We introduce the Humans in Context dataset in our work. The dataset is sourced from 10 existing research datasets, heavily filtered to contain 19M frames of humans in everyday environments, and supplemented with pose labels obtained using OpenPose.
The final dataset cannot be released directly due to licensing limitatons of the source datasets. However, below are instructions to download all of the 10 source datasets and construct the full Humans in Context meta-dataset we use in our paper. It is also possible to construct a similar dataset from different sources or a subset of the source datasets.
-
Holistic Video Understanding (HVU)
https://holistic-video-understanding.github.io/
The dataset is released as YouTube IDs and annotations. They provide a download tool as well as a form to request access to the test videos or other missing videos. -
Moments in Time
http://moments.csail.mit.edu/
To download the dataset, complete this form to request access to the videos. -
Kinetics (700-2020)
https://www.deepmind.com/open-source/kinetics
The dataset is released as metadata and YouTube IDs. There is no official download tool, but this or other open source tools can be used. -
Charades
https://prior.allenai.org/projects/charades
Videos are available for download directly on the dataset webpage. -
InstaVariety https://github.com/akanazawa/human_dynamics/blob/master/doc/insta_variety.md
A script for downloading the dataset videos is provided on the dataset writeup. -
Oops
https://oops.cs.columbia.edu/data/
Videos are available for download directly on the dataset webpage. -
MPII Human Pose Dataset (videos)
http://human-pose.mpi-inf.mpg.de/
Videos can be downloaded from this page. -
VLOG (people)
https://web.eecs.umich.edu/~fouhey/2017/VLOG/
Videos are available for download directly on the dataset webpage, or as a list of YouTube IDs. We only use the video IDs known to contain people, as listed here. -
PennAction
http://dreamdragon.github.io/PennAction/
Videos are available for download directly on the dataset webpage. -
YouTube-VOS
https://youtube-vos.org/dataset/
The dataset webpage provides instructions for downloading the dataset as part of their benchmark challange tasks.

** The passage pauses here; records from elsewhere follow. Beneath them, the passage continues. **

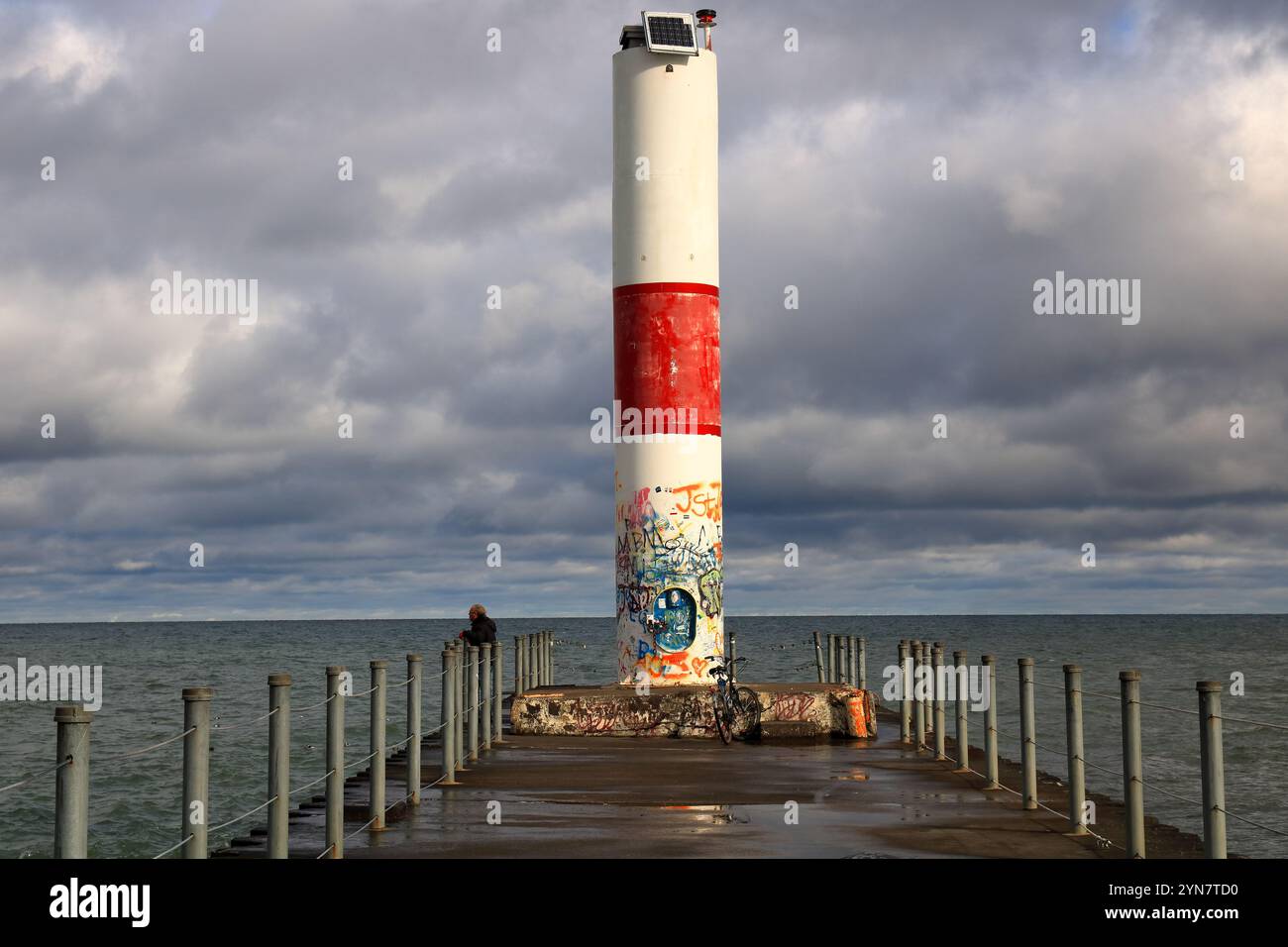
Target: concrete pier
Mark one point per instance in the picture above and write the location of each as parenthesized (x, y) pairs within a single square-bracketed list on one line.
[(787, 711)]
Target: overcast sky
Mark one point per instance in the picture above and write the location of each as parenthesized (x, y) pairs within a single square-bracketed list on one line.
[(472, 425)]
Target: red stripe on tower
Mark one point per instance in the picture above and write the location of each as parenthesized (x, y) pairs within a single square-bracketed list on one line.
[(666, 351)]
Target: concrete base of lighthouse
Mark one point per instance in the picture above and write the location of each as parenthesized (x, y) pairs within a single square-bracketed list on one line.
[(787, 711)]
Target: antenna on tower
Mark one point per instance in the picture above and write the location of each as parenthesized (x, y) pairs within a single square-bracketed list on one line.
[(706, 20)]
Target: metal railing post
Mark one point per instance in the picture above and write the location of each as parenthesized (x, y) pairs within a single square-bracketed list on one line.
[(376, 764), (918, 707), (497, 692), (991, 771), (520, 665), (278, 764), (71, 783), (927, 690), (485, 694), (445, 680), (459, 674), (335, 762), (1133, 776), (1214, 768), (196, 770), (1028, 736), (449, 725), (905, 694), (413, 674), (472, 697), (1073, 750), (936, 669), (962, 707)]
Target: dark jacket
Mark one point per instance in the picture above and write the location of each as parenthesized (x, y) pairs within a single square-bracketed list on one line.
[(482, 629)]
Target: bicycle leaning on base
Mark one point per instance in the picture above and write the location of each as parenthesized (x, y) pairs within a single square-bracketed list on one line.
[(737, 707)]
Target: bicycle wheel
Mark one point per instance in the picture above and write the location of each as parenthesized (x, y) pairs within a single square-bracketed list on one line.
[(724, 719), (746, 723)]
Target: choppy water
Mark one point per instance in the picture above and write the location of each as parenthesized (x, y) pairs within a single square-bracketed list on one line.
[(134, 802)]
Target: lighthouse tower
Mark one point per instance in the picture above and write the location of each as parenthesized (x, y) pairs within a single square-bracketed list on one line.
[(666, 352)]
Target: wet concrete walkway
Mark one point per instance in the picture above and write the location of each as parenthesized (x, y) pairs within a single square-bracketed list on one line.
[(622, 796)]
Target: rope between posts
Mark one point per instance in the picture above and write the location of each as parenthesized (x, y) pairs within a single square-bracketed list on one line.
[(172, 848), (248, 723), (370, 822), (359, 763), (35, 776), (1159, 789), (224, 825), (1042, 805), (314, 706), (310, 785), (146, 749)]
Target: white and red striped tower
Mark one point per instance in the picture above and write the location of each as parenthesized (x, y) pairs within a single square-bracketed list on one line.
[(666, 352)]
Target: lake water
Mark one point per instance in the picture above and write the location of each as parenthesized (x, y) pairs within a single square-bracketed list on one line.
[(134, 802)]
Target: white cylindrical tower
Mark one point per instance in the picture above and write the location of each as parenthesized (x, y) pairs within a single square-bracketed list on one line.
[(666, 351)]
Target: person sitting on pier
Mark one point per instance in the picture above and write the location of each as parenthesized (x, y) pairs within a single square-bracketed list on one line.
[(482, 628)]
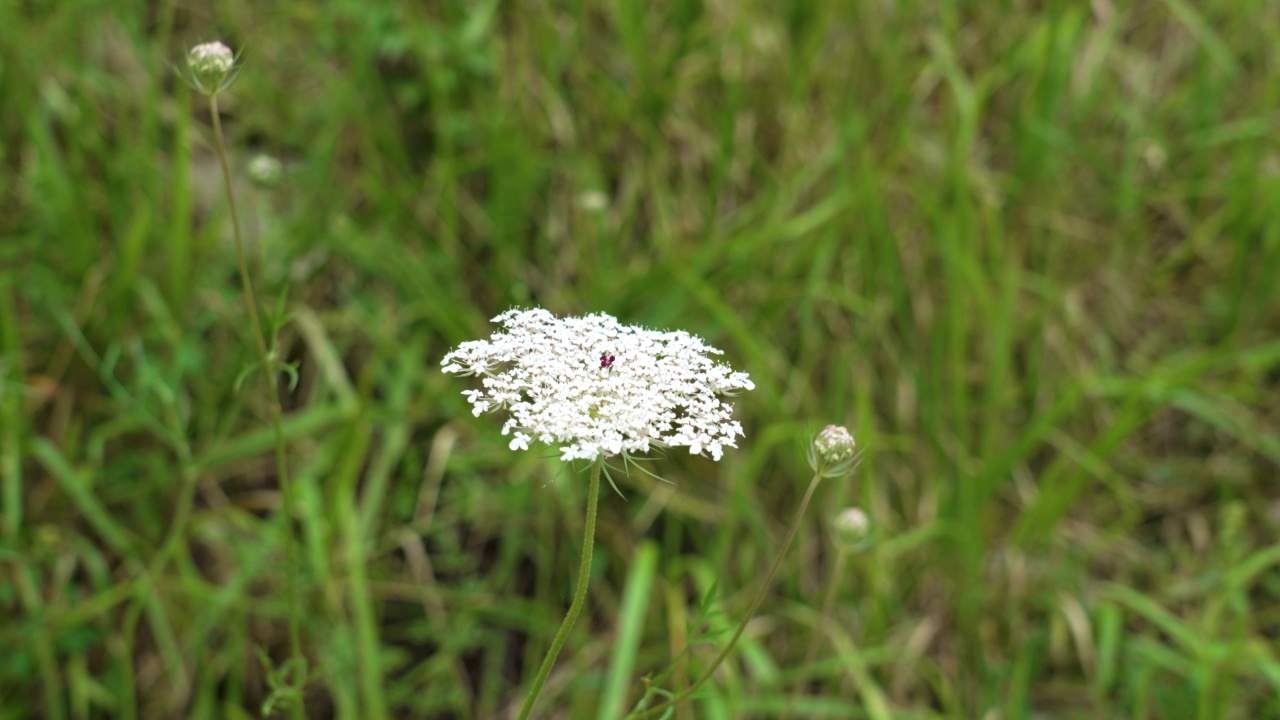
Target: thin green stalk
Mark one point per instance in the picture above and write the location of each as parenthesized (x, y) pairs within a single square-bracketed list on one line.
[(810, 652), (282, 466), (755, 604), (584, 577)]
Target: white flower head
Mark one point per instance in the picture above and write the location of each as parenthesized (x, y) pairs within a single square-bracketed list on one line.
[(598, 388), (833, 452), (265, 169), (210, 67)]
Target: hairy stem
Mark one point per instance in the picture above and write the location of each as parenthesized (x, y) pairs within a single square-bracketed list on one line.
[(282, 466), (584, 577)]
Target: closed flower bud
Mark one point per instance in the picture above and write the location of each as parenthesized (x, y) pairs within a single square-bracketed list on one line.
[(851, 529), (211, 68), (833, 452)]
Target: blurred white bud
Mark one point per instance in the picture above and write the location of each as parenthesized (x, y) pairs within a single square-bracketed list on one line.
[(265, 169), (593, 201), (833, 452), (851, 529)]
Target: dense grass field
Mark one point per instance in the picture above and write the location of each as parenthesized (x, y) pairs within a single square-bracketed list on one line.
[(1029, 253)]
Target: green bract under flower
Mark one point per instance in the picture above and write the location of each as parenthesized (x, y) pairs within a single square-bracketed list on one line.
[(599, 388)]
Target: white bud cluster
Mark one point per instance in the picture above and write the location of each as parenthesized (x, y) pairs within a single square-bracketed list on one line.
[(599, 388), (835, 445)]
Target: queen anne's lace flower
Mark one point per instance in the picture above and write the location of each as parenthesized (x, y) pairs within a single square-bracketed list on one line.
[(598, 388)]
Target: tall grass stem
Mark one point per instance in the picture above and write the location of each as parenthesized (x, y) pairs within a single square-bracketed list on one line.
[(584, 577), (755, 604), (810, 652), (282, 466)]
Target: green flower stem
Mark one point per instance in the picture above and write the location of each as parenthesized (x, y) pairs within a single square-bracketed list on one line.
[(810, 654), (755, 604), (584, 577), (282, 466)]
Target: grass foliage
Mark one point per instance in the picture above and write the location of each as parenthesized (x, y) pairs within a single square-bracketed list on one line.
[(1028, 251)]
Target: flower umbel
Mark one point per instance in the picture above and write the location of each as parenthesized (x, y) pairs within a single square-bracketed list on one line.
[(851, 529), (210, 67), (833, 452), (598, 388)]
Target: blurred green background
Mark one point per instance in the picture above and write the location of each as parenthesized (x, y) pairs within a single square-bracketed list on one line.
[(1029, 253)]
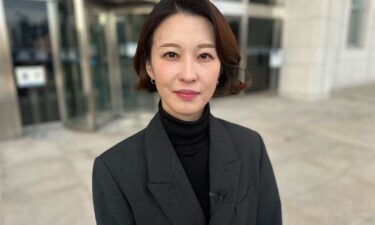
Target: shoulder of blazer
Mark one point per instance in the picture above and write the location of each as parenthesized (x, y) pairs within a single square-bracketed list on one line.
[(240, 134), (125, 152), (247, 142)]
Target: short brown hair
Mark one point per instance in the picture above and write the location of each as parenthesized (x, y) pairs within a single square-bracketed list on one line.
[(226, 44)]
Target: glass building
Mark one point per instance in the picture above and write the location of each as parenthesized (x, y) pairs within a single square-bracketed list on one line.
[(71, 60)]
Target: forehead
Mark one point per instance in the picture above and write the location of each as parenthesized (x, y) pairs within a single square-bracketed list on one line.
[(183, 29)]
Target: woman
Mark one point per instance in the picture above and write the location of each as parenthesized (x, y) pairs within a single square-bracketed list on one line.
[(187, 167)]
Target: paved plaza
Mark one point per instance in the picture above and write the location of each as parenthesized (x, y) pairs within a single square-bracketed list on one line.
[(323, 155)]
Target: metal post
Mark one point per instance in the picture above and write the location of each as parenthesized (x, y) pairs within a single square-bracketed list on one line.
[(114, 65), (53, 23), (244, 36), (84, 45), (10, 120)]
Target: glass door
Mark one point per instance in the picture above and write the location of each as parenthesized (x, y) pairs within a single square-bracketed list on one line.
[(69, 56), (99, 63), (32, 61), (263, 41)]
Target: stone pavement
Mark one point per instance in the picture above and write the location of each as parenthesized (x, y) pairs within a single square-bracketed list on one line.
[(323, 155)]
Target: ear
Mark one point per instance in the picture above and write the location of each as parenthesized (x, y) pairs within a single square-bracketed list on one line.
[(149, 70)]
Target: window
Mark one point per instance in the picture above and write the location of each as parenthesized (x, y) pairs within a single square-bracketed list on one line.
[(356, 23)]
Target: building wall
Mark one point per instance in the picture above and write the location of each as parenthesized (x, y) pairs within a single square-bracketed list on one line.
[(355, 66), (317, 59)]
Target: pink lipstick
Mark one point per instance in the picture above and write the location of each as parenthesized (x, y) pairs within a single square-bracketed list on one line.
[(186, 94)]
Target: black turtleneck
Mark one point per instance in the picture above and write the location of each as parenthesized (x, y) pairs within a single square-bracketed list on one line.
[(191, 143)]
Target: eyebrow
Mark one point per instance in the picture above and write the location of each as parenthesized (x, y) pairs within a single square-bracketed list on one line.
[(208, 45)]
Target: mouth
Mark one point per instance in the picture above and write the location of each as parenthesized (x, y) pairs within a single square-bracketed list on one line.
[(186, 94)]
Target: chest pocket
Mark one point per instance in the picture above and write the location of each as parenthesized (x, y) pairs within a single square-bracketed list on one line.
[(246, 208)]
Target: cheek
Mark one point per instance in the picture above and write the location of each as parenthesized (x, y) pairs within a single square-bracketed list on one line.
[(212, 75)]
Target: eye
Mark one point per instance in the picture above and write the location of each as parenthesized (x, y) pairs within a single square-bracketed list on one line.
[(170, 55), (205, 57)]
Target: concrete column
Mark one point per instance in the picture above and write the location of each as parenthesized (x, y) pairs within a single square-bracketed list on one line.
[(310, 42), (10, 120)]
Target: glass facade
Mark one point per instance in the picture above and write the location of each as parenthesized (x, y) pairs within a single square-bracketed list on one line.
[(356, 23), (99, 67), (75, 99), (93, 50), (259, 47), (30, 43), (128, 31)]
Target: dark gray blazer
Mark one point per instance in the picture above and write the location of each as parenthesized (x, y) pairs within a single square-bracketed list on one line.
[(141, 181)]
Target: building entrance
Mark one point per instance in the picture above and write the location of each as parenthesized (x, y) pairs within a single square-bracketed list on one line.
[(29, 36), (96, 44)]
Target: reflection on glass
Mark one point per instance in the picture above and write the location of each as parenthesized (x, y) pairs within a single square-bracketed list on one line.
[(30, 44), (258, 52), (267, 2), (128, 31), (99, 68), (75, 99)]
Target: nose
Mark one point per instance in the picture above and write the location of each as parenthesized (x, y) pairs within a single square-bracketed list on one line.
[(188, 72)]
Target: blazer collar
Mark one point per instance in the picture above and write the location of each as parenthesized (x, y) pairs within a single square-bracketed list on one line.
[(170, 185)]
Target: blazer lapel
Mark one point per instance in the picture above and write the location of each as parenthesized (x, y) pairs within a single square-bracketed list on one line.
[(224, 170), (168, 181)]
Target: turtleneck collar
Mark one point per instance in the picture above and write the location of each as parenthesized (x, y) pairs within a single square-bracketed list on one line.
[(187, 136)]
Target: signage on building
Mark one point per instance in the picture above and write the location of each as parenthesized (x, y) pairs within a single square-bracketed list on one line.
[(276, 58), (30, 76)]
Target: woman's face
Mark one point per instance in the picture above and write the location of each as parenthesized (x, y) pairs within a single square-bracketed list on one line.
[(184, 64)]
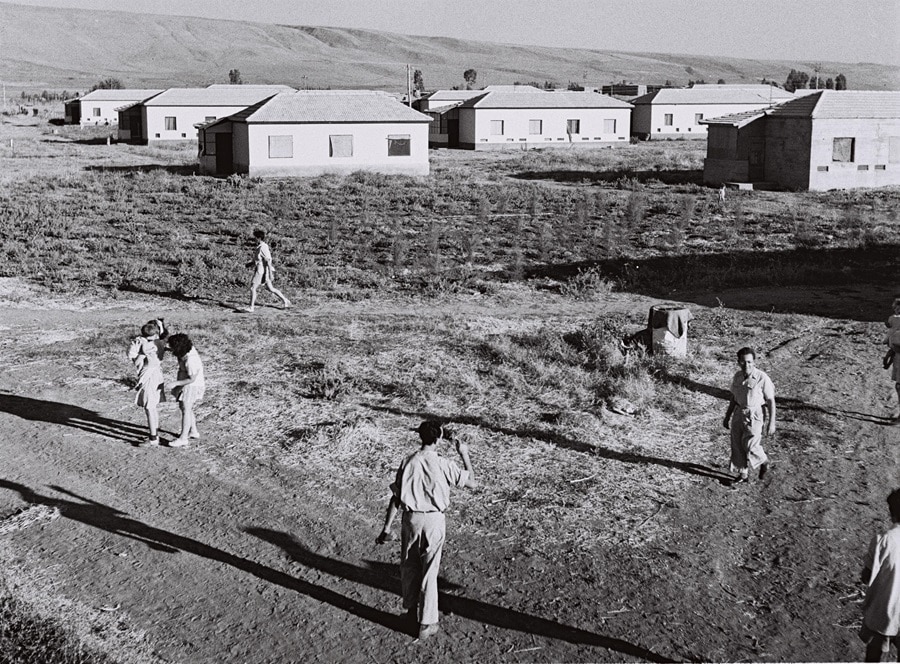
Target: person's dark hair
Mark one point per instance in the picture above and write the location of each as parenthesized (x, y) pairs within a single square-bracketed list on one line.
[(893, 501), (180, 344), (430, 431), (150, 328)]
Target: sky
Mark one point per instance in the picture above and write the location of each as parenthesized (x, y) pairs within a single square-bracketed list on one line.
[(801, 30)]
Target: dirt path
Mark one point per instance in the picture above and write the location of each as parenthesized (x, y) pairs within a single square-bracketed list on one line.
[(224, 562)]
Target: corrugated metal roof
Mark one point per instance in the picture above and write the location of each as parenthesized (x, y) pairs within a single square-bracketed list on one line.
[(715, 94), (231, 95), (453, 95), (837, 104), (119, 95), (544, 100), (735, 119), (330, 106)]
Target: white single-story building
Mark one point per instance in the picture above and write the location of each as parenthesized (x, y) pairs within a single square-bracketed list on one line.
[(172, 114), (830, 139), (314, 132), (540, 119), (677, 112), (99, 106)]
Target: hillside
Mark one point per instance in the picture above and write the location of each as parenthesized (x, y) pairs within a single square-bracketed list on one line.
[(51, 48)]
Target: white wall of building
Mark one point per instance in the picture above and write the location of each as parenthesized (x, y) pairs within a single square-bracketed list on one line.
[(477, 129), (311, 154)]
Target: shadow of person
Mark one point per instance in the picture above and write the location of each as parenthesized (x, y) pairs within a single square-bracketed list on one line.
[(54, 412), (111, 520), (569, 443), (375, 576)]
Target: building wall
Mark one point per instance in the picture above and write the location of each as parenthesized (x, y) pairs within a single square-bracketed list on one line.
[(871, 165), (650, 119), (475, 127), (185, 119), (787, 151), (311, 149)]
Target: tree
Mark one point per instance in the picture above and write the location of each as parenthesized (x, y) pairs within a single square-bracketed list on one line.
[(108, 84)]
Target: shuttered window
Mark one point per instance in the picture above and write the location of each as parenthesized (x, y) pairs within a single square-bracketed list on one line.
[(340, 145)]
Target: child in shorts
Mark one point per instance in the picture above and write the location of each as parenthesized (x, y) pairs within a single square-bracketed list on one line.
[(189, 388), (145, 352)]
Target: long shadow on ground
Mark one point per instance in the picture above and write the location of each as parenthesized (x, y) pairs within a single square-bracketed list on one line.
[(378, 575), (54, 412), (824, 277), (113, 521), (568, 443)]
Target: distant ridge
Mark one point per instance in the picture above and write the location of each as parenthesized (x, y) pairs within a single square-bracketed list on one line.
[(71, 49)]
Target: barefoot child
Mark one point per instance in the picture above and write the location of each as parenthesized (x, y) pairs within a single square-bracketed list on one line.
[(145, 352), (189, 388)]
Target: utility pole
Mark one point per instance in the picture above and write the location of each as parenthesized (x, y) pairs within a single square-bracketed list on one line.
[(408, 87)]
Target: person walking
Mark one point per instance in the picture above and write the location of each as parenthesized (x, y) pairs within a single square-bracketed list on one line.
[(263, 271), (881, 573), (752, 393), (421, 491)]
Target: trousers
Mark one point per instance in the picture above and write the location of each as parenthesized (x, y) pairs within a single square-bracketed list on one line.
[(422, 536)]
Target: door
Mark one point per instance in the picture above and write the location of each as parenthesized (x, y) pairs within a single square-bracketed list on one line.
[(224, 155), (756, 158), (452, 133)]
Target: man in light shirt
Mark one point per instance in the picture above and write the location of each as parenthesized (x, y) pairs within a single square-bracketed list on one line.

After downloading the source datasets, the Humans in Context meta-dataset can be constructed by running a sequence of three processing scripts on each source dataset.
We filter images and video frames for sufficient resolution and bitrate, and resize so that the short edge is 256 resolution. This step is achieved by running python data_from_images.py input_dir=INPUT_DIR output_dir=OUTPUT_DIR
when the source dataset consists of directories of frames stored as images, or python data_from_videos.py input_dir=INPUT_DIR output_dir=OUTPUT_DIR
when the source dataset consists of video files. The output directory should be specific to each source dataset and will be used as the input the next phase of processing. For example:
python data_from_videos.py input_dir=kinetics output_dir=kinetics_frames_256
Next, we filter clips using a person detection network. Run python data_filter_people.py input_dir=INPUT_DIR output_dir=OUTPUT_DIR
where the input directory is the output of the previous step, and the output directory is again specific to each source. For example:
python data_filter_people.py input_dir=kinetics_frames_256 output_dir=kinetics_people
Lastly, we filter clips and provide labels by running OpenPose. Make sure to get the OpenPose pretrained model from the main README. Then run python data_detect_pose.py input_dir=INPUT_DIR output_dir=OUTPUT_DIR
where the input directory is again the output of the previous step. For example:
python data_detect_pose.py input_dir=kinetics_people output_dir=kinetics_pose
The LMDB outputs for poses, clips and frames should then be arranged to form the following directory structure:
charades
clips_db
frames_db
poses_db
hvu
clips_db
frames_db
poses_db
insta_variety
clips_db
frames_db
poses_db
kinetics
clips_db
frames_db
poses_db
moments
clips_db
frames_db
poses_db
mpii
clips_db
frames_db
poses_db
oops
clips_db
frames_db
poses_db
penn_action
clips_db
frames_db
poses_db
vlog_people
clips_db
frames_db
poses_db
youtube_vos
clips_db
frames_db
poses_db